Case cohort sampling

#1
Dear all,
I would like to perform a case-cohort study, starting from a cohort of about 2,800 individuals. Of those, 50 develop the outcome of interest during follow-up; in selecting the subcohort I would like to prioritize the presence of a covariate Z that will be needed for further effect modification analysis. Normally, with a case-cohort design I would proceed by creating the subcohort through random sampling (stratified on the covariate Z) and then add the cases that were not included in the subcohort. My problem is that in this way there is no control over the final sample size (it would depend on how many cases are included in the subcohort), whereas I would need to end up with an exact number (say 300 individuals), in order to plan for costs associated with exposure measurement.

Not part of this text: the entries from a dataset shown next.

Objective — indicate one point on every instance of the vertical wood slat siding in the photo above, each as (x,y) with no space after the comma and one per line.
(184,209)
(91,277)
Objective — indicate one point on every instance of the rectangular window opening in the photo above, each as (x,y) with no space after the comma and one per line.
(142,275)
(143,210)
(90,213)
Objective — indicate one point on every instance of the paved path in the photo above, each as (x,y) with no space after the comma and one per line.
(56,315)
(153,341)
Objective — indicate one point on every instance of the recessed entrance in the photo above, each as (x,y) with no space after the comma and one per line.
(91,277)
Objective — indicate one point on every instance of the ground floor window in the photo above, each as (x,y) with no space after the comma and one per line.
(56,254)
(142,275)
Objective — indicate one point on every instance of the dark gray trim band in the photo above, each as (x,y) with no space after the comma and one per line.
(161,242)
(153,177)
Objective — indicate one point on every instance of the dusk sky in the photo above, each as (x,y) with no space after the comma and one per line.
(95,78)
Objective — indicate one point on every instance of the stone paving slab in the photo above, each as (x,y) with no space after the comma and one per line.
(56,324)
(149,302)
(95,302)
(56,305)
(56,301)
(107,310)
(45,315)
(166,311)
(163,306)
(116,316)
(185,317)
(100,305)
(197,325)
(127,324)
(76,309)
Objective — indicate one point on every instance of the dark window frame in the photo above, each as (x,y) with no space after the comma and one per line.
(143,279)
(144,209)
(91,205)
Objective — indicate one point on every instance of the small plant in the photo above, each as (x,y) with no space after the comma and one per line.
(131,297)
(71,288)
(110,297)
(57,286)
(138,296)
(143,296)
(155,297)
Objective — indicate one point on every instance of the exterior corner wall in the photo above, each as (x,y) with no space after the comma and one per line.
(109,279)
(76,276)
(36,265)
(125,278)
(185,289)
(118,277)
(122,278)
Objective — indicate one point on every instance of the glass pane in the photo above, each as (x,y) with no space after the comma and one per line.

This is the distribution of cases by levels of the covariate Z:

Z0: 8 cases / 356 non-cases
Z1: 42 cases / 2,455 non-cases

Any help would be appreciated.
 

hlsmith

Less is more. Stay pure. Stay poor.
#2
I haven't done one of these, why not keep all cases and randomly sample non-cases? Then correct imbalances in estimates if needed (predicted probailities) via wieghts?
 
#3
Hi hlsmith,
In a case-cohort setup you are supposed to sample cases and non-cases randomly (subcohort) and then add the remaining cases. Participants are then weighed according to the probability of sampling. I have done these before but my approach does not allow to accurately determine sample size beforehand.
 

hlsmith

Less is more. Stay pure. Stay poor.
#4
Why can't you accurately determine sample size before? You seem to know the descriptive stats for the sample? Also, with 50 cases an examination for effect modification will be difficult to power - will need to hope for a very large and apparent effect.
 
#5
Leaving aside the issue of power and the role of the Z covariate, I don't see how one can accurately determine the sample size if sampling of the subcohort includes a random fraction of cases and the remaining cases need to be added to the analysis. Could anyone provide a practical example?